Z oświadczenia organizatorów wyścigu w Kanadzie wynika, że kwestia organizacji wyścigu w Montrealu nie była nikim konsultowana. Reakcje zarówno oficjeli jak i kibiców są bardzo ostre. Wyścig na torze Gilles-Villeneuve odbywał się nieprzerwanie od 1987 roku.
Jean Charest, premier prowincji Quebec, poparł organizatorów wyścigu. Wszyscy chcą się dowiedzieć jakie były powody takiej, a nie innej decyzji.

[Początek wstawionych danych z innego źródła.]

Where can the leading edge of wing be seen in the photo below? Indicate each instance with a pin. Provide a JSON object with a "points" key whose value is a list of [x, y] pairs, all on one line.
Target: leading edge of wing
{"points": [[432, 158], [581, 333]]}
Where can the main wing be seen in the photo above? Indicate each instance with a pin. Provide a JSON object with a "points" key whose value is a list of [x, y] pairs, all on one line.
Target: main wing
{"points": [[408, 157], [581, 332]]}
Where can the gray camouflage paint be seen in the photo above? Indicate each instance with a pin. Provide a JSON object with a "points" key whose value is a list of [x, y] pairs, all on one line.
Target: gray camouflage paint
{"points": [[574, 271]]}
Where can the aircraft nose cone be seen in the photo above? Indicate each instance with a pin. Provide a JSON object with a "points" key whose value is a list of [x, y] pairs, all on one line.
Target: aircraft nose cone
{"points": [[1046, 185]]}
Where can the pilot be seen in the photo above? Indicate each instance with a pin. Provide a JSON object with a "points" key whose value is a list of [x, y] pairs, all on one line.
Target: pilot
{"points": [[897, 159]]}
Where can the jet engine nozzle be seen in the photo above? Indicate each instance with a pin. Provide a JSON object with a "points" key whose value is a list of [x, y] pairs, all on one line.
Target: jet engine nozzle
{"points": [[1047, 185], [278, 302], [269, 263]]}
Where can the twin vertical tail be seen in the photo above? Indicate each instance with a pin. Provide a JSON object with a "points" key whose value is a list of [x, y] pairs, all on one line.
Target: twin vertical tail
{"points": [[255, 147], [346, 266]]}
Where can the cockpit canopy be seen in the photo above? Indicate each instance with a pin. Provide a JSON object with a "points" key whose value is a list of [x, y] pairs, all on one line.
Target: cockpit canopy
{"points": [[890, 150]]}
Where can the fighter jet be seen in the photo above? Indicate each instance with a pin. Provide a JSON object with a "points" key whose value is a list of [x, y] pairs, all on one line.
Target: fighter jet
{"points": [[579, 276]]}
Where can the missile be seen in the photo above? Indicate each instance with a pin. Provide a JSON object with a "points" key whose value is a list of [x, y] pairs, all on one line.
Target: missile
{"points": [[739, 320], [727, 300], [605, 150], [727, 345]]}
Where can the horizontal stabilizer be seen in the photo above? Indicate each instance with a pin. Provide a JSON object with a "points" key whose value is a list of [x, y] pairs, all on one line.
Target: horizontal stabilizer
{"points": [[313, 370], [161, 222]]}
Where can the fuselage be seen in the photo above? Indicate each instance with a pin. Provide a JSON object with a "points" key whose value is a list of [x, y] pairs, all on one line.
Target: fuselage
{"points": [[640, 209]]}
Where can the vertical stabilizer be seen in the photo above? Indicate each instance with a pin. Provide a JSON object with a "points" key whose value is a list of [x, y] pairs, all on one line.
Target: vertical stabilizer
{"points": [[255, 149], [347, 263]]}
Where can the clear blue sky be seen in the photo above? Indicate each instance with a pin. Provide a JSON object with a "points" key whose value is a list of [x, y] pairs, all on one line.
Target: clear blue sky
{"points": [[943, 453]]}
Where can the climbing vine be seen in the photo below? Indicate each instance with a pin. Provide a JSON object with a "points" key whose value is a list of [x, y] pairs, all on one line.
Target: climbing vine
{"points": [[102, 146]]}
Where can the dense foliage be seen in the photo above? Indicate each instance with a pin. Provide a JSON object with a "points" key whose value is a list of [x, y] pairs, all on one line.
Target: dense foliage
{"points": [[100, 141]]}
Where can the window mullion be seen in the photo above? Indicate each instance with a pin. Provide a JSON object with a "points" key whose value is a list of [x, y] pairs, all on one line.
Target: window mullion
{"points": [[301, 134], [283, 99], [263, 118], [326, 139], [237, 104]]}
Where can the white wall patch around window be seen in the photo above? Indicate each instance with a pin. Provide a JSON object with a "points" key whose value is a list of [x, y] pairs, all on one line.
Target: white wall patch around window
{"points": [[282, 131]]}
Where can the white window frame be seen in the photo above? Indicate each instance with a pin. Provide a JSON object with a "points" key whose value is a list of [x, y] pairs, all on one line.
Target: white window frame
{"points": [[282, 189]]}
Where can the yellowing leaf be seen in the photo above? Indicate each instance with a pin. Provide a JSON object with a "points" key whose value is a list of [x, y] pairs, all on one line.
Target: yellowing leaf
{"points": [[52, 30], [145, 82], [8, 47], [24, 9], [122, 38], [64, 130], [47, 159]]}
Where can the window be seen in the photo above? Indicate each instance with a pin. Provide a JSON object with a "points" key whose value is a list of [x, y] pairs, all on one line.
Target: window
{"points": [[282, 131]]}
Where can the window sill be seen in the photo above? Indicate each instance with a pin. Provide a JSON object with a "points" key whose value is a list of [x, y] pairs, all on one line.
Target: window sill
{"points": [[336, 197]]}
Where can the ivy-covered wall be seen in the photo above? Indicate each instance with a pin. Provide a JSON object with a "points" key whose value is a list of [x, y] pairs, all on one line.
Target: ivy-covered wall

Oficjalnego uzasadnienia FIA jednak nie wydała. - Chcemy wiedzieć, co się dzieje! - powiedział Charest.
Montreal miał podpisaną umowę na organizację wyścigu Grand Prix do końca sezonu 2011. - Nie wydamy żadnego komentarza w tej sprawie do czasu rozmowy z FIA i FOM - czytamy w krótki oświadczeniu organizatorów GP Kanady.
Decyzja o odebraniu Kanadzie wyścigu Formuły 1 jest żywo komentowana przez ekspertów. Jednym z najczęściej wymienianych powodów jest stan nawierzchni toru w Montrealu. Przypomnijmy - w tym roku kierowcy narzekali na stan toru, który w kilku miejscach pękał. Nie jest to jednak problem, z którym nie można by było sobie poradzić przed przyszłorocznym wyścigiem.
Motywy decyzji FIA do czasu wydania oficjalnego oświadczenia pozostaną więc niejasne. Tym bardziej, że wyścig w Kanadzie był jedynym rozgrywanym w Ameryce Północnej. Zarówno USA jak i Kanada to ogromne rynki zbytu i wielomilionowa widownia. Z tego punktu widzenia decyzja władz F1 wydaje się całkowicie irracjonalna.